PAUL NEWMAN WAS BEST known as an actor, but he was also passionate about auto racing. He took his hobby seriously, improved his driving skills and won many races, including on his “home track” at Lime Rock, Connecticut.

His wife, actress Joanne Woodward, supported her husband’s auto racing career, but also worried about him. She bought him a Rolex watch to wear when he raced. To personalize the gift, she had an inscription added to the back. It read: “Drive Carefully, Me.” Photographs show that Newman did indeed wear the watch when racing.

In 2017, the watch—which Newman had given to his daughter’s onetime boyfriend—was auctioned off for charity, and sold for $17.8 million.

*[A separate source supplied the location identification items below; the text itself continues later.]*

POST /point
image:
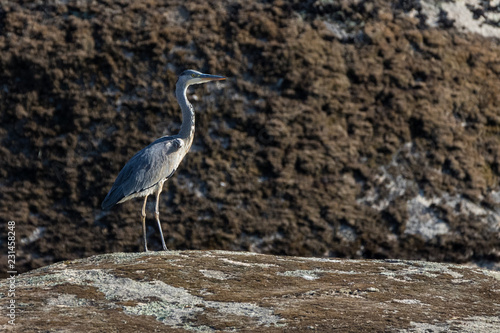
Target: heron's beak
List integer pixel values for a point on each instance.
(208, 77)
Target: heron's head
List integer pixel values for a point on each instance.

It’s a watch. It will not be used by the buyer to tell time, which is the purpose of a watch. It will likely sit on a shelf. The buyer will probably show it off to his friends, bragging that he paid almost $18 million.

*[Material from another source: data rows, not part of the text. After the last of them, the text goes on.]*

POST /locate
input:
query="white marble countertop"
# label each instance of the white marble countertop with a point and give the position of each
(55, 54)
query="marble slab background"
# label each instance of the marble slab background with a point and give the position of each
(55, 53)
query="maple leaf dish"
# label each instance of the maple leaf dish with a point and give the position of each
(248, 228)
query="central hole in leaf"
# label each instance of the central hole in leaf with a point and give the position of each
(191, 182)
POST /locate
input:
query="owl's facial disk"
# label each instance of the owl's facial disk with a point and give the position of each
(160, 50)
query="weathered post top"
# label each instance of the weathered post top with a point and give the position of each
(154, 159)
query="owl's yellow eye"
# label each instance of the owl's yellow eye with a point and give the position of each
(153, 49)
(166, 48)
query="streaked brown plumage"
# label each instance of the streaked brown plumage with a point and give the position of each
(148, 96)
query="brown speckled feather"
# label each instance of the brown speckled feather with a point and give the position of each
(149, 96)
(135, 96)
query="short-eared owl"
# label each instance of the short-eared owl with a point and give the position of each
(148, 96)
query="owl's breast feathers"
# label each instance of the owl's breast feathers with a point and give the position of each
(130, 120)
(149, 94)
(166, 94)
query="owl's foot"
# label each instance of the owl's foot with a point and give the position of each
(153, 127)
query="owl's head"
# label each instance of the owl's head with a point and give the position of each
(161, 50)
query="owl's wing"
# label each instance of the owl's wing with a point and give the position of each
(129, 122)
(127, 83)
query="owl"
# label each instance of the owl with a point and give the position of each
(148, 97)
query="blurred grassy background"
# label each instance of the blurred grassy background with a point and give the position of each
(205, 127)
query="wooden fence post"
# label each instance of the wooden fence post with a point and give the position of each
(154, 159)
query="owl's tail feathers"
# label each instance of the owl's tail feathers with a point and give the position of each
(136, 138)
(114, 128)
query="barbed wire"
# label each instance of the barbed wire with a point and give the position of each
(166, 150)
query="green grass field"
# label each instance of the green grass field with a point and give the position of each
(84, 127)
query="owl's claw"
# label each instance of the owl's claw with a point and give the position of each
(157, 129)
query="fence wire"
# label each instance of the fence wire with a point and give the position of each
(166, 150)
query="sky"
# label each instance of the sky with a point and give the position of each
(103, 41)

The more money folks have, the more they can spend. But $17.8 million for a watch? How much money would you need socked away to spend $17.8 million on a watch without flinching? I imagine you’d need at least $100 million, and probably much more.

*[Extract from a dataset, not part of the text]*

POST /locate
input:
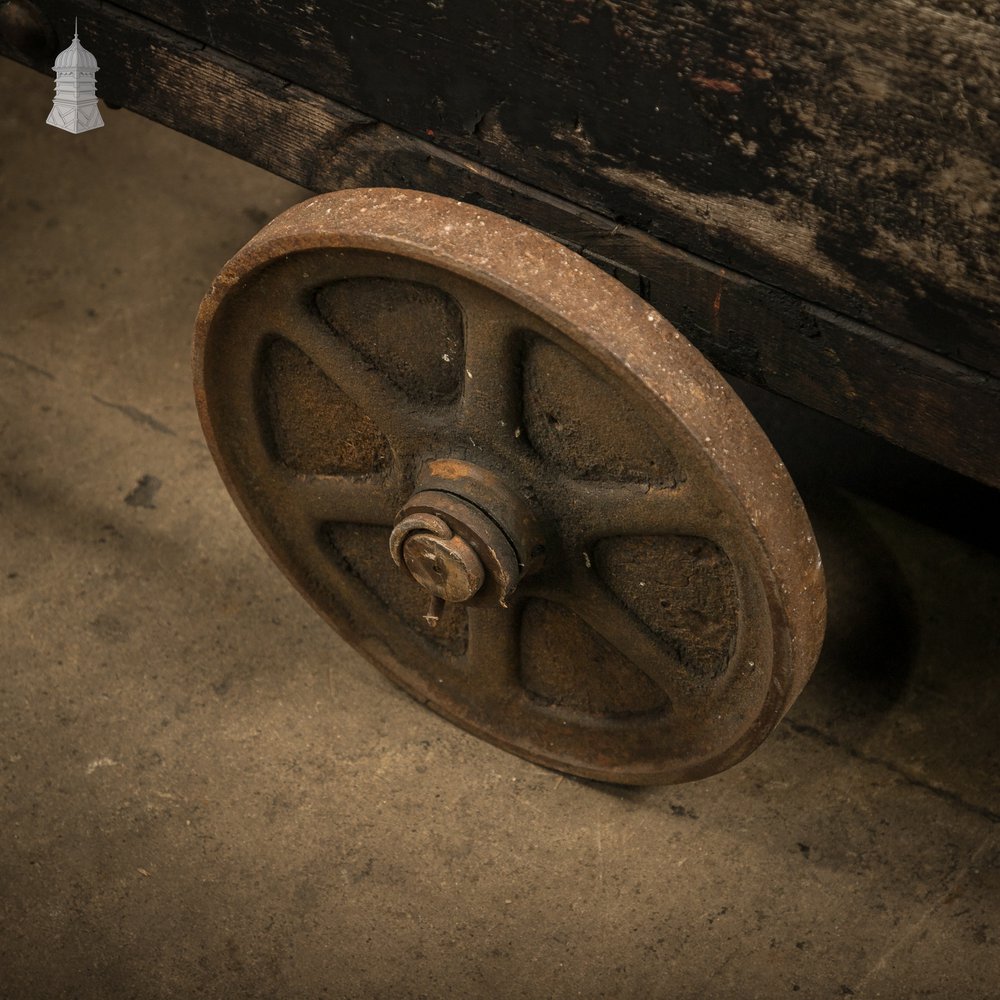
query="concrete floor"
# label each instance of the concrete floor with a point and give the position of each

Imagine telling your wife, “Honey, I’m going out to buy a watch today.”

“That’s nice, dear,” she says. “How much are you going to spend?”

“$18 million,” you reply nonchalantly.

She smiles, “Have fun.”

What each of us buys depends upon our needs, values and ego. For the very rich, I think their ego probably drives the vast majority of their purchases.

When you’re sitting around the country club having your cigar and scotch, you need something to talk about. Why not tell them how much money you were able to spend at a charity auction? You’re doing good. In fact, you’re able to do a very large good, as measured by dollars. Good for you.

When we invest, we want a return on our investment (ROI). The bigger the return, the more satisfied we are with our investment decisions.

Bill Gates, founder of Microsoft, has suggested that charitable donations should be approached in the same way we handle investment decisions. Not all charities utilize money effectively. Many devote large sums to advertising and administrative expenses, rather than to good work.

Whatever we do with our money, we get an ROI. Seeking the highest ROI will help us get greater pleasure from our dollars. After all, isn’t that the main reason we saved our money?